Impact of Italian guidelines on TP audits and APAs
Cooperation, transparency, and trust between the tax authorities and taxpayers are notable goals in the latest audit guidelines, say Federico Vincenti and Alessandro Valente of Crowe Valente/Valente Associati GEB Partners.
In recent years, this firm has assisted in an increasing number of tax audits related to transfer pricing matters, permanent establishment issues, and VAT fraud, among others. Considering this rise in audit activity, the Italian Tax Revenue Agency’s Circular No. 21/E that was published on June 20 2022 is a highly relevant document in providing additional guidance concerning tax audit activities for 2022.
The circular provides indications regarding:
Activities concerning audit prevention, anti-evasion, and tax litigation – making distinctions according to the type of taxpayer (large taxpayers, and medium-sized and small enterprises);
Consultancy – with particular reference to responses to appeals, legal advice, and cooperative compliance; and
Services to taxpayers – illustrating the different types of assistance and information provided to taxpayers.
The tax authorities’ assessment activities will focus on evasive and abusive phenomena, such as fraud, abuse of the law, false offsetting, and undue use of concessional regimes and support measures provided to cope with the negative consequences of the COVID pandemic.
With reference to large taxpayers and international matters, the control activity will focus on the correct application of the Common Reporting Standard rules, due diligence obligations, and the need for administrations to:
Activate the available types of information exchange, including spontaneous exchange of information through country-by-country reports and cross-border arrangements, etc.; and
Make use of further international cooperation instruments, such as collaboration between officials and simultaneous or multilateral controls, or mutual assistance in collection as a further means of protecting the tax credit.
APAs and MAPs
Advance pricing agreements (APAs) and mutual agreement procedures (MAPs) assume great importance within the tax compliance process of companies operating internationally.
With reference to APAs, Article 31-ter of Presidential Decree No. 600/1973 provides that for the tax periods for which the agreement is in force, the tax authorities shall exercise their powers of assessment only with respect to matters other than those covered by the agreement.
It follows that if in the course of an audit a company that has entered into an APA is audited, it will be necessary for the tax administration to promptly coordinate with the office that has issued the agreement, to avoid overlapping actions involving the performance of the same investigative activities. The SERPICO tool should be checked to assess the existence of APA procedures and their status (whether in progress or concluded).

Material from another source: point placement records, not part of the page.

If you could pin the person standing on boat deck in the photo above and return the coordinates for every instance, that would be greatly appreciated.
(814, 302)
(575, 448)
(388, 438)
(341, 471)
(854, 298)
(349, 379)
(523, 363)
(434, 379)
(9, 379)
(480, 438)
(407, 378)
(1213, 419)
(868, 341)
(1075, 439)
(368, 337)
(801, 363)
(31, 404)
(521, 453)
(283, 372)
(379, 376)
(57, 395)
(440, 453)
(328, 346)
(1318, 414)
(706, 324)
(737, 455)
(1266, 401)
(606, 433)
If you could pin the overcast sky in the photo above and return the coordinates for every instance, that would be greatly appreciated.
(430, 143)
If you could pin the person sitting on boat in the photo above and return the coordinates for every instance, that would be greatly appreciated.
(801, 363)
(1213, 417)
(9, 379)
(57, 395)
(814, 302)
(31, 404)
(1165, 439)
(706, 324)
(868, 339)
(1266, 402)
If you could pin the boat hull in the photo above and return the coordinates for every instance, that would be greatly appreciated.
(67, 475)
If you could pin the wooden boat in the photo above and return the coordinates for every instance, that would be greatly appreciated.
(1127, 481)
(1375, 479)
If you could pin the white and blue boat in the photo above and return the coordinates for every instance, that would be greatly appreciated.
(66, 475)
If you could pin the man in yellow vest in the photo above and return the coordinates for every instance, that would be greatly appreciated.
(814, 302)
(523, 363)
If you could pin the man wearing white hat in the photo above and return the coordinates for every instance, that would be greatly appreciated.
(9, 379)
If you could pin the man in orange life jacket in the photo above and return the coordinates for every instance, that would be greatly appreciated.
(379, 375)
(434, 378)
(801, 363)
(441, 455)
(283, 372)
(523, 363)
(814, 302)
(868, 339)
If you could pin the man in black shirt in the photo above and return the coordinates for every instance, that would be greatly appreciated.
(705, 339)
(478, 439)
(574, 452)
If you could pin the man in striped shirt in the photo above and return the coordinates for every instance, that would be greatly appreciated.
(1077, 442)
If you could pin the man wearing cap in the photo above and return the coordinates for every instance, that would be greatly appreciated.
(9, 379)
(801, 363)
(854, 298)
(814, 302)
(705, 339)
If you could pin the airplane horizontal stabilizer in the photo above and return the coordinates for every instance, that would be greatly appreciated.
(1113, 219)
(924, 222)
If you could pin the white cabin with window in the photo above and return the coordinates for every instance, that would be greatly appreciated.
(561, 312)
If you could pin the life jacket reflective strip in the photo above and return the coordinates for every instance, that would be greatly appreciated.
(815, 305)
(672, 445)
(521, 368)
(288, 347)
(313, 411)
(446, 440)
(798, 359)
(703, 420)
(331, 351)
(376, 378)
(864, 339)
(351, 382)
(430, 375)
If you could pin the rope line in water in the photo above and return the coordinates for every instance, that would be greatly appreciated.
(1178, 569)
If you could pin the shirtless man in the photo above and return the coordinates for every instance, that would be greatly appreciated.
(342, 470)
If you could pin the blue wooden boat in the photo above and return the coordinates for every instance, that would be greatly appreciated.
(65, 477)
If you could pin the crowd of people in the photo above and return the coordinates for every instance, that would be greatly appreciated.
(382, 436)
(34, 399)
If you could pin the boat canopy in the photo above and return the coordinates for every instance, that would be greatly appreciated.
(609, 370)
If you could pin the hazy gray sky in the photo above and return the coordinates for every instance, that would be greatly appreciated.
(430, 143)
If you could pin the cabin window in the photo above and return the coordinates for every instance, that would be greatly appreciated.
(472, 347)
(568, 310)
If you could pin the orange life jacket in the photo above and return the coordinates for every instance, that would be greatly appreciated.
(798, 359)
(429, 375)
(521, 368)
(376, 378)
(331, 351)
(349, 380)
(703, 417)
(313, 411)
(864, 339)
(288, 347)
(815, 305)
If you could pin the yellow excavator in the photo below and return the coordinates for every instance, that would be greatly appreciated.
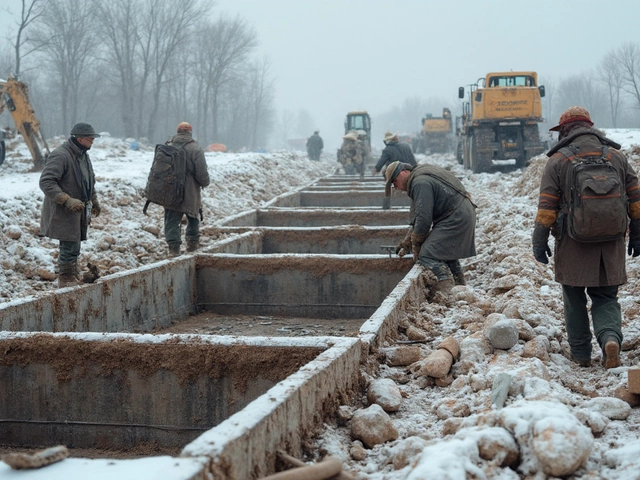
(14, 95)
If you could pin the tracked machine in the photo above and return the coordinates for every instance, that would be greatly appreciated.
(500, 120)
(435, 136)
(14, 95)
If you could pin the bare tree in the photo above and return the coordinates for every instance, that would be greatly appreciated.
(119, 28)
(609, 75)
(260, 100)
(628, 59)
(67, 35)
(30, 12)
(223, 48)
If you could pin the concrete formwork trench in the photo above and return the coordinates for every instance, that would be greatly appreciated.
(130, 367)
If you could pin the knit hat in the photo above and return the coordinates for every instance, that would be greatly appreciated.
(351, 136)
(184, 127)
(572, 114)
(390, 174)
(388, 137)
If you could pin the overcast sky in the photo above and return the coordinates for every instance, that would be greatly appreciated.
(332, 56)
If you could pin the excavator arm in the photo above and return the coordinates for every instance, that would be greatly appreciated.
(14, 95)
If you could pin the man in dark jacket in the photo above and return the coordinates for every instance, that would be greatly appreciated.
(443, 220)
(70, 200)
(315, 145)
(394, 151)
(197, 178)
(597, 267)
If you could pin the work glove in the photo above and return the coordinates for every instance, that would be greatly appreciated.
(74, 204)
(95, 207)
(404, 246)
(416, 243)
(540, 241)
(634, 238)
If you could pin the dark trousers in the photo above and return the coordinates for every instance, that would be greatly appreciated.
(605, 315)
(172, 221)
(69, 252)
(442, 269)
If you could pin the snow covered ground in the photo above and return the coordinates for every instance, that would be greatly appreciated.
(558, 418)
(122, 237)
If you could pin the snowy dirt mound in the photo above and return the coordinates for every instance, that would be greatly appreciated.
(122, 237)
(522, 412)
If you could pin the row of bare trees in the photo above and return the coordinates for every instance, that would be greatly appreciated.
(136, 68)
(610, 90)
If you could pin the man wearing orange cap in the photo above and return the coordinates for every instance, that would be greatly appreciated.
(581, 169)
(197, 177)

During 2022, audit activities have continued to assess:
Compliance with unilateral or bilateral agreements entered into between tax administrations and taxpayers; and
Compliance on patent box agreements.
Furthermore, the circular confirms that the audit and activity with regard to transfer pricing must be characterised by a high degree of in-depth examination of the facts and circumstances of the case. To this end, the Central Directorate for Large Taxpayers and International Taxpayers will prepare directives to improve the uniformity of assessment activities in transfer pricing and will continue discussing the most commonly recurring issues in the assessment and international MAPs with the regional office.
The aim is to implement mechanisms that lead to dialogue, increased cooperation, and mutual trust between the tax authorities and the taxpayer, which will lead to a decrease in litigation and an expected reduction in the number of appeals.
The need to ensure the fairness of the tax claim and to reduce conflict with taxpayers will be ensured through the full and proper use of the tools available to the administration and to the taxpayer for reducing litigation. The tax authorities are called upon to carry out accurate analyses on the specific cases, as well as of the arguments that may be put forward by the taxpayers (for example, after the delivery of the assessment notice or following the submission of requests for self-defence). The acceptance of the exceptions put forward by the taxpayer shall be recognised if the grounds are properly supported.
Moving towards cooperation
From the guidelines published, it emerges that the Italian tax authorities wish to ensure that their relationship with taxpayers is based on fair cooperation and transparency.
With regard to expected coordination between tax offices “to avoid overlapping actions involving the execution of the same audit activities”, it should be ensured that not only concluded APAs are covered, but also ongoing APAs (considering that the tool is increasingly in use, and tax administrations often take some time to conclude the APA). Clear guidance should also be released with regard to APA rollbacks and control/audit activities.